Vendredi aura lieu la cérémonie d'ouverture des Jeux de Londres, qui marque officiellement le début de la compétition. Un spectacle à grand déploiement, qui émerveille autant les représentants des pays que les spectateurs du monde entier.

«Dans ta tête d'athlète, ça commence avec la cérémonie d'ouverture, alors c'est très excitant, a expliqué François-Louis Tremblay. C'est vraiment quelque chose de très marquant.»

«Surtout que la journée de la cérémonie d'ouverture, les préparatifs commencent vers midi, a renchéri Philippe Comtois. Tu fais partie du spectacle, tu veux que ça aille bien et tu veux profiter de tout ça.»

Pourtant, tous les Olympiens n'ont pas la chance d'y participer.

«C'est fatigant, c'est beaucoup de marche et d'attente, a poursuivi Tremblay. Être porte-drapeau, par exemple, si tu as une compétition le lendemain, c'est un pensez-y-bien : il ne faut pas oublier que ce sont les Olympiques et qu'on est là pour performer. C'est long, mais c'est le fun, parce qu'on veut en profiter.»

Le travail et la récompense

Les athlètes s'entraînent durement, toute leur vie durant, pour avoir la chance de goûter à la gloire des Jeux olympiques.

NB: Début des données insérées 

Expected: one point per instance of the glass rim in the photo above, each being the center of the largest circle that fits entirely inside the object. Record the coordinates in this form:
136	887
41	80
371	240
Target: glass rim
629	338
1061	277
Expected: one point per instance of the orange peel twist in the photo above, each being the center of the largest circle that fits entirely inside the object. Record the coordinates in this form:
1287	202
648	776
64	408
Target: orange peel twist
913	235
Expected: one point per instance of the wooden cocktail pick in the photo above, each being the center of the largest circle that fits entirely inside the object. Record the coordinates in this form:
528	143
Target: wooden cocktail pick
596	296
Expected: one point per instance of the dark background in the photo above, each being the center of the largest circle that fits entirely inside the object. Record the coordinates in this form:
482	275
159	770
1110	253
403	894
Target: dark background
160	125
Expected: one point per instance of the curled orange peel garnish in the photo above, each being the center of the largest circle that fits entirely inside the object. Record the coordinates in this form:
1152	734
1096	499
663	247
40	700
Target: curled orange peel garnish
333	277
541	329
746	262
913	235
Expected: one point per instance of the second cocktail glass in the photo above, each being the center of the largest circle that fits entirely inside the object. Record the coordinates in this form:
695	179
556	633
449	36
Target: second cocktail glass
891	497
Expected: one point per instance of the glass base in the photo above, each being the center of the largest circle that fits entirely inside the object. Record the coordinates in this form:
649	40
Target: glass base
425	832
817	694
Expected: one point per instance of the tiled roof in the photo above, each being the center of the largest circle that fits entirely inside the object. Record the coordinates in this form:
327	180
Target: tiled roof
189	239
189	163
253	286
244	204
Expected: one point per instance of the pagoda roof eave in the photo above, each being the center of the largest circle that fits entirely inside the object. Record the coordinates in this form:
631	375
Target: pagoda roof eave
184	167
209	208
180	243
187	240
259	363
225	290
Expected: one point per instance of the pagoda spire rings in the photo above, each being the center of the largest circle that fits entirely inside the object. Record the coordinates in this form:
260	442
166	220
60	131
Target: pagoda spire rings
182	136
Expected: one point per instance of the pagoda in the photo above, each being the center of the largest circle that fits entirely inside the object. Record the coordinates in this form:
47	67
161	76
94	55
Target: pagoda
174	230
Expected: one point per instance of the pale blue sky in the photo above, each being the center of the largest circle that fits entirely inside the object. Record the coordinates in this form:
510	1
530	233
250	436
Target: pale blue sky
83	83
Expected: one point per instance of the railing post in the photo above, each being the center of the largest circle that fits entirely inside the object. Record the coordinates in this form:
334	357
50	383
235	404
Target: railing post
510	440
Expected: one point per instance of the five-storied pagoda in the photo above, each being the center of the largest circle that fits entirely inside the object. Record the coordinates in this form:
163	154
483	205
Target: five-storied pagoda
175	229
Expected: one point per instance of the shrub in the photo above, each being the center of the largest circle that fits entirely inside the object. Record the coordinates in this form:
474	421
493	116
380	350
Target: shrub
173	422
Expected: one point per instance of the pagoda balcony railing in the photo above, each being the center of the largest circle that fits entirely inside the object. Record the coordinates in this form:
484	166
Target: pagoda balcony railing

D'un côté, la compétition sportive est relevée et féroce, mais de l'autre, les Jeux ont aussi un côté festif.

«Après les Jeux, ton travail est fait, a affirmé le patineur. Tu te dis je peux faire la fête aussi longtemps que je veux. Ceux qui finissent tôt, qui sont sur le "party" et qui dérangent un peu dans le village, ils se font avertir que d'autres n'ont pas terminé, et ils comprennent rapidement.»

«L'énergie est tellement élevée, que lorsque ça fini, il faut que tu te vides», a ajouté Comtois.

On a d'ailleurs fait grand cas des aventures charnelles des athlètes lors des Jeux, ces derniers temps. Les dires des médias sont-ils exagérés à ce sujet?

«Tu mets ensemble plein d'athlètes, qui sont jeunes et fringants et qui ont le goût de faire la fête à la fin de la compétition, a vulgarisé Tremblay. Ça peut être une distraction, mais pour ceux qui ont terminé, c'est pratiquement inévitable...»

«Pour moi, ça n'a jamais rien changé, a affirmé le plongeur. J'étais avec ma copine en 1996 et j'étais marié et père d'une petite fille en 2000. C'est sûr, la première chose qu'ils te disent en arrivant, c'est "la boîte de condom est là, on ne vous empêchera pas", mais..."

Une expérience humaine

Le plus gros événement sportif de la planète réunit des milliers d'athlètes, l'espace de quelques semaines, dans une expérience humaine autant que sportive.

«Tu es dans un monde à part, a expliqué Comptois. Il y a la foule, l'énergie que tu sens, l'ambiance. On se dit toujours que les Olympiques, c'est une compétition comme les autres, pour se calmer, mais non : ce n'est pas vrai.»

«C'est quelque chose de différent à vivre, a lancé Tremblay. À la cafétéria, tu rencontres Alex Ovechkin, qui est là et qui mange tranquillement. On a la chance de rencontrer des gens qu'on admire.»

Pour Comtois, qui a participé à deux Olympiades et qui est maintenant entraîneur de plongeon, ces expériences sont chose du passé. Pour François-Louis Tremblay, l'aventure n'est pas terminée : il participera aux Jeux d'hiver de 2014 à Sotchi, en Russie. Ont-ils peur de l'éphémère gloire que procure cette grande compétition, qui n'a lieu que tous les quatre ans?

Vivre de telles expériences, attirer ce genre d'attention pendant la compétition pour ensuite tomber dans l'oubli et revenir à la vie normale est souvent le lot des athlètes qui participent aux Jeux olympiques.

«On est victime du fait que les Olympiques sont tellement gros, que quand c'est fini, les gens en ont eu pour leur argent, a expliqué Tremblay. Ils veulent passer à autre chose. Il faut se préparer à l'après-carrière, il faut avoir un plan pour après les Jeux.»